Year two of Sarbanes-Oxley compliance will be harder for database professionals. Even though you may have participated in massive year one SOX 404 efforts, you got off easy in one respect. Auditors hadn’t established standards for evaluating specialized database and mainframe controls. Now that auditors have promised to scrutinize these areas, IT departments have a clear choice. You can develop your own approaches to key compliance areas and sell those approaches to compliance teams, or you can accept approaches dictated by auditors with little knowledge of mainframe systems. The first choice is the best, since it lets you weigh different methods of achieving compliance and choose the method with the smallest negative impact on operations, system efficiency, and staffing.
To be proactive, what should you focus on?

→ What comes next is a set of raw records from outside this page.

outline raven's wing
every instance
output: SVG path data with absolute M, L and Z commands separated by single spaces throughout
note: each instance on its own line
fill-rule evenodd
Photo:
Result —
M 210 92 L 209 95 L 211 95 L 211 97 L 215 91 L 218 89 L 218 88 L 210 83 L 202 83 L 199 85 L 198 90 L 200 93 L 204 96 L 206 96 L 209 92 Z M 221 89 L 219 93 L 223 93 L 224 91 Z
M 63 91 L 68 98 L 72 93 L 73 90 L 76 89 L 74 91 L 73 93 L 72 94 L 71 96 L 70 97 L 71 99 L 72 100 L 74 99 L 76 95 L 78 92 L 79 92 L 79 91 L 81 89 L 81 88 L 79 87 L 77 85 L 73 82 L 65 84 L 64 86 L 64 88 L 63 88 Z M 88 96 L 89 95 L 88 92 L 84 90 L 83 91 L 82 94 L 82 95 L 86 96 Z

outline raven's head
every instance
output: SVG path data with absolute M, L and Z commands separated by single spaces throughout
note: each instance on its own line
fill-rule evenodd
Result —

Here are eight compliance issues mainframe groups should consider addressing. The first four challenges are relatively straightforward, although complete solutions may be expensive. The last four are equally important, but may be much more politically challenging.
1. Segregation of Duties (SOD): The simple concept here is that no one person should be responsible for initiating, authorizing, and monitoring critical transactions or processes. The reason is easy to understand: it prevents certain types of fraud carried out by an individual and acts as a deterrent for types of fraud that would require collusion between several people.

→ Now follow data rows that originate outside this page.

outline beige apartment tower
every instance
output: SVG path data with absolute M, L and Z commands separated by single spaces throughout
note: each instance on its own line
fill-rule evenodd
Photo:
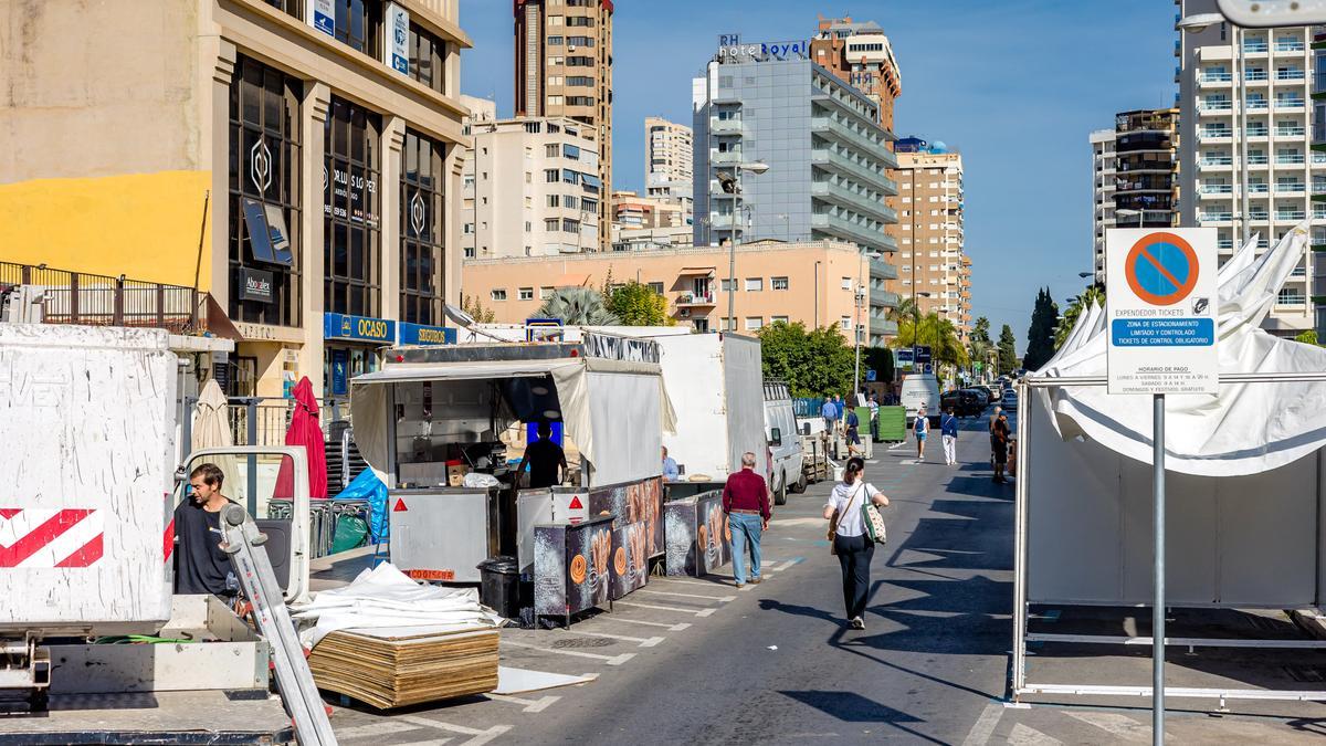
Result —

You don’t want an individual to be able to create a vendor account, authorize a payment to the vendor, then erase all evidence of making the payment. Whatever inconvenience SOD imposes in this example, it’s obvious to even non-auditors that SOD is necessary.
But what about applying SOD in database departments? Obviously, a database professional shouldn’t help accounting staff circumvent financial controls by modifying data directly in the database instead of using the accounting system interface. Some auditors, however, take a stricter approach. They may claim the SOD principle requires that a database professional who helps develop a system can’t, under any circumstances, access the production version. They may claim configuration of a system must be completely separated from its administration. They may state that it’s unacceptable to ever test your own work.

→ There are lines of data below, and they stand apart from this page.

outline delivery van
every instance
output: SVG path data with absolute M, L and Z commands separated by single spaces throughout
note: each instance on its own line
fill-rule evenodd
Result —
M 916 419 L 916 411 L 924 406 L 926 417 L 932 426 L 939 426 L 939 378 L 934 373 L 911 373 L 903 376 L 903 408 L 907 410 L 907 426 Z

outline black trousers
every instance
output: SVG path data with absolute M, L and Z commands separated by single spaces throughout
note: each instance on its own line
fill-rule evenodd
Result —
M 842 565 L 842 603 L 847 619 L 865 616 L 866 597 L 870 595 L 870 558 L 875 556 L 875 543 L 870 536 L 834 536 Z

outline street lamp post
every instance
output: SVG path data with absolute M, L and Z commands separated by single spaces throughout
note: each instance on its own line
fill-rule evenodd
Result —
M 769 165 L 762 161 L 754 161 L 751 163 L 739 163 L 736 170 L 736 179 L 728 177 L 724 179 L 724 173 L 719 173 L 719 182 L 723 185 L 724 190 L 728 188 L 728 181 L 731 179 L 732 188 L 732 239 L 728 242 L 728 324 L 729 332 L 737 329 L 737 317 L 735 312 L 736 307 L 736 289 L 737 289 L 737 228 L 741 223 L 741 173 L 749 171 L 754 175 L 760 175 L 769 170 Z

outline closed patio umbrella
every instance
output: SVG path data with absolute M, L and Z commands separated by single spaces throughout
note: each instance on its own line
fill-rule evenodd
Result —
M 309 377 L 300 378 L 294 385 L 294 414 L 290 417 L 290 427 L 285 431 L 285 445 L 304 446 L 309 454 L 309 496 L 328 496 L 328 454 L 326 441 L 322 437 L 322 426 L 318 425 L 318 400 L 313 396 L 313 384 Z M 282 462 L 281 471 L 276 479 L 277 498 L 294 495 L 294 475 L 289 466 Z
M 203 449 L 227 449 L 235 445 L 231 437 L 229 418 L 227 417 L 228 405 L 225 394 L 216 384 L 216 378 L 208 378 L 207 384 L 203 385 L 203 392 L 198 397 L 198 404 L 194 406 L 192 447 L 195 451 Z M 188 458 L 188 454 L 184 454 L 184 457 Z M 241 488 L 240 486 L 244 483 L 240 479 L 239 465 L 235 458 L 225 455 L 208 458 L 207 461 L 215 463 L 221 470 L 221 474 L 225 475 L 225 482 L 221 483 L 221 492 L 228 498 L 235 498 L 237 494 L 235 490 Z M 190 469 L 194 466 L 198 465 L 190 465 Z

No one will argue that these aren’t good practices. But what if you run a small shop? Some of these practices may be impractical. What if there are circumstances where you absolutely must modify production data? It may be unacceptable for your auditors to forbid you from doing so.
What can you do? Remember that SOD is designed to prevent error, fraud, accidental changes, and malicious tampering. What other controls could you put in place to prevent these problems, or at least to detect them, should they occur?
Consider changes to production data. What measures could you require that would deter an individual from using this privilege to commit fraud?
Examples might include:
Require permission for changes
Require supervision (a supervisor observing the change)
Require before-and-after screenshots.
How could you provide an audit trail and ensure that unauthorized changes were detected? Be prepared to make a case to your auditors that your controls, when considered as a set, serve as an adequate substitute for a single SOD control. Remember, SOX doesn’t require SOD in any particular data-related scenario; it requires appropriate, adequate controls.
2. Auditing: In most companies, database auditing occurs sporadically. Database professionals will say that auditing isn’t usually turned on due to resource requirements in already tightly stretched departments. Or, they’ll point out the lack of accountability for monitoring audit reports, compiling them, communicating their contents, dealing with the results of those communications, and managing logs and reports through their lifecycles. They’ll point out that auditing can impact system performance, which can be mitigated, but only with unbudgeted funds.